カリフォルニアの本と虫

ロサンゼルス駐在の日記です。2017年10月から

【観た】ロサンゼルスでポン・ジュノ特集

 近くでポン・ジュノ監督作品の特集をやるというので、木曜、土曜と観てきた。「グエムル-漢江の怪物-」「母なる証明」「オクジャ」「殺人の追憶」の4本。

 ロサンゼルスで様々な上映プログラムを運営しているAmerican CinemathequeというNPOによる上映だった。このNPOはハリウッドのEgyptian Theatreと、サンタモニカのAero Theatreという2つの映画館を持っていて、今回どちらも行くことができた。大画面でフィルムを映すというコンセプトでやっているところで、雰囲気がとてもよかった。開始時間から延々15分PRを見せられたりしなかったし。

 

 プログラムは4日連続で、そのうち2回も監督本人が来るらしかったけど、あいにくどちらも仕事の都合がつかず。初日は「グエムル」と「母なる証明」の2本立て。ハロウィンで浮かれるハリウッドまで観に行った。

 実はこの2本は前に観たことあった。観るまで忘れてた。「グエムル」は大学の朝鮮語の先生が「社会風刺を含んで面白い」と勧めていたのは覚えている。それを聞いてビデオ屋で借りたのだったか、実家のBS放送で観たのだったか。今回もう一度観たら、米軍による化学汚染、民主化世代の経済的停滞、ソウルのコンクリ建築の冷たさなど、重要なモチーフがよりくっきり見えてよかった。あとペ・ドゥナがジャージで矢を放つ姿が良すぎる。

 「母なる証明」はオープニングで一面のススキ野原でふらふら踊り始めるキム・ヘジャ(役名:母)がとにかく強烈で引き込まれる。ストーリーが二転三転するサスペンスなのだが、すべて綺麗に忘れていたので初見のように楽しめた。斜面にびっしり貼り付いた貧しい家々の間の迷路のような小路が象徴的。

 

 今日土曜日はサンタモニカの映画館にて2本立て。

 「オクジャ」はCGにより作り出された架空の巨大哺乳類と少女が心通わせる話。2017年発表。Netflix専用の作品ということで、取り扱いについてカンヌ国際映画祭が揉めたというエピソードがある。動物と少女の関係は「あ、これトトロのあのシーン」とか「これはナウシカ王蟲だな」とか明らかに分かるオマージュが目立つ。監督本人も宮崎駿の影響を言及しているらしい。ただ、他の作品に比べると面白さは一歩劣ると言わざるを得ない。巨大生物を狙う多国籍企業と、それを守ろうとする動物愛護団体(実在の過激組織)が出てきて、後者は主人公の少女に協力するというストーリー。多国籍企業が悪いのはそれは悪いんだけど、動物愛護団体の方もそれはそれで行動原理が独善的で、見ててイライラするのだ。劇中で提起された問題はほとんど放置されたまま終わるし。

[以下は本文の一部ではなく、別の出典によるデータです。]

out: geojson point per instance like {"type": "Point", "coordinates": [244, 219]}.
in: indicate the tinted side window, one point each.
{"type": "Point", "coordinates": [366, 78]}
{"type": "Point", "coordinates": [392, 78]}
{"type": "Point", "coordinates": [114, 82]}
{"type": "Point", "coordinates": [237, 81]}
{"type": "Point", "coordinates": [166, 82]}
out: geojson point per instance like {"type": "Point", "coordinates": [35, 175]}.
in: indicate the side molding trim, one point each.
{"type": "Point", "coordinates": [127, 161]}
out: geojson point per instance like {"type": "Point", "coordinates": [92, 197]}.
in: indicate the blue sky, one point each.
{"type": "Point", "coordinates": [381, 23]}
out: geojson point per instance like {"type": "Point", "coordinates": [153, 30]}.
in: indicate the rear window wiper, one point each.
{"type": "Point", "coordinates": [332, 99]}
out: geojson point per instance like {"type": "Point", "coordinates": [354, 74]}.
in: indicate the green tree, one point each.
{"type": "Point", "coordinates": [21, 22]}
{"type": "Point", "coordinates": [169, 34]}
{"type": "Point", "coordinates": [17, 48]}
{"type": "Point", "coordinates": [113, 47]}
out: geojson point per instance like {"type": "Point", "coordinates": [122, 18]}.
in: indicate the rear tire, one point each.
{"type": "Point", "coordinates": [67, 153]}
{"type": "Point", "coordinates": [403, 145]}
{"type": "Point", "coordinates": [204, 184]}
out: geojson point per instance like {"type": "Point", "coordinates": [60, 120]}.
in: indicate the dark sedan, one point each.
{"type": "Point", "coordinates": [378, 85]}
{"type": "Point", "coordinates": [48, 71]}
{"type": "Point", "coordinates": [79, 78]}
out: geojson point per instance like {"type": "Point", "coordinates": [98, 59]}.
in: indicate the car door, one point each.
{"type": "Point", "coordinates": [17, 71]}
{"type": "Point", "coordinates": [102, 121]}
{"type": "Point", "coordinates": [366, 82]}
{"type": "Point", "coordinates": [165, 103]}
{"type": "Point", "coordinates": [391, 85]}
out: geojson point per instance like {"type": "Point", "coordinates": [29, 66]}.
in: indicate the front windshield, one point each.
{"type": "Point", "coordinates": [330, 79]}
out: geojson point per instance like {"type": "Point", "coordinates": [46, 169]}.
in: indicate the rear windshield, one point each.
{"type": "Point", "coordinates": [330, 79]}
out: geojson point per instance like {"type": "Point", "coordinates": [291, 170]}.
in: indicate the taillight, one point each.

 「殺人の追憶」は超ヒット作ながら、なんとなくこれまで縁がなかった作品。ビデオ借りたのに忙しくてそのまま返却したりとか。そんで、これはもうむちゃくちゃ面白かった。ポン・ジュノ監督の長編2作目ということだが、今回観た4本の中でダントツにしびれた。農村の泥と原っぱの上を風がびゅうびゅう吹いている感じとか、激しい雨、貧しい街の出口のない感じとか、「母なる証明」の描写の原型が感じられる。これもずっしりとした「終わってない感」が残る映画だが、「オクジャ」と違ってとても効果的にラストが映画のテーマを引き締めている。これはすごい映画だ。

 

 ということで、観た中では「殺人の追憶」がベスト。観れなかった作品(スノーピアサー、パラサイト等)もそのうち観たい。いずれの日もかなり客が入ってたようで、他にも映画のイベントが集中する季節なのに相当な人気だと思う。正直なところポン・ジュノという名前だけ知っていながらどういう監督かはよく分かっていなかったので、まとめて観ることで良い勉強になった。こういう名画上映プログラムは探せばあちこちでやっているので、これからはもっと足を運んでみたい。